I have lived on Vancouver Island for 4.5 years/maybe 5. I was told that it takes a couple years to really settle in here but I have yet to feel truly at home.
about 6 months ago my husband, our two kids and I moved into a lovely home. Small, we rent, have a water view and its close to a lot of stuff. Its really nice but we had no one really to share it with. Our neighbors are the greatest people. Sweet, sincere and would give you the shirt off their backs if they could. They are also JWs and so we cant share so much of lifes special times with them, it has been hard. We have another great friend who we have over for dinner and a movie often but he has no children and no steady girlfriend.
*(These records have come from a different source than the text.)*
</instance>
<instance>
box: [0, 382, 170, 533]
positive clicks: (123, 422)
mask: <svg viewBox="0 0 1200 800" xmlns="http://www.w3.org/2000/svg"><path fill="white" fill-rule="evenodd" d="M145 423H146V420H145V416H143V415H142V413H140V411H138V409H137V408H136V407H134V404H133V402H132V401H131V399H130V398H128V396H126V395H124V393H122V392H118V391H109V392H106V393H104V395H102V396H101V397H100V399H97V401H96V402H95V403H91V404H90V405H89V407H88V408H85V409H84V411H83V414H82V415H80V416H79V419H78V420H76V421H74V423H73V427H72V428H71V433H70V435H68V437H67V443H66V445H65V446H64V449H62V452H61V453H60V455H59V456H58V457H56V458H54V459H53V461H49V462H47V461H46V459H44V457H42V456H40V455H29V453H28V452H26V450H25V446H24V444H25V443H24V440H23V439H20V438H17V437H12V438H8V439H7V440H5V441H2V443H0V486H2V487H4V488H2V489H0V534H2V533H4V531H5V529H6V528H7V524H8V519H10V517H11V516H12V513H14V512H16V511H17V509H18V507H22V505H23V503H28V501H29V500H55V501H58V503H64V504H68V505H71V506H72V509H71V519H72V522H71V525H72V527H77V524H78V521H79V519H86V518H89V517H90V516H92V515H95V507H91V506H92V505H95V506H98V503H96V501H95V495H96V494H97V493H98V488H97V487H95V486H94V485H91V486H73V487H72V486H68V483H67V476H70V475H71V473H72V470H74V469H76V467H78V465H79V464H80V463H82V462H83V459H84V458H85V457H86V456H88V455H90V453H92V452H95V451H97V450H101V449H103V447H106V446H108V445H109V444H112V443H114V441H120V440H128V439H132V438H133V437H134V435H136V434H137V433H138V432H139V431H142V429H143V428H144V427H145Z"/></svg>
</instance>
So off to church we went, hoping to meet some nice people who had kids, shared our values and could celebrate the holidays with us! For about two months we where always welcomed warmly at the door of our neighborhood Pentecostal church. We would sing/sit and listen and an hour and maybe 15 minutes later we would leave. Its been about 5 weeks or more since we left and not one soul has called us. All the time we where there no one invited our children for play-dates, no one exchanged numbers with us or asked us much about who we where. We left sort of unseen. I tried to talk to people but I felt almost like we where outsiders and no one wanted to take the trouble to really welcome us and allow us to be a part of their church family. I almost wonder if they are glad we left! In any case I said enough was enough. I have wanted to try an LDS church for so many years and if the church type I grew up in was not welcoming I knew God would not blame me for looking elsewhere to have fellowship with him. I proposed it to my husband and he surprised me a few days later by saying he was open to trying.
I am feeling called this way. Sensitive to the things in this world that are not right. I am so excited but I am so afraid of rejection. I wouldn't know where to go if this didn't work out. My kids deserve this.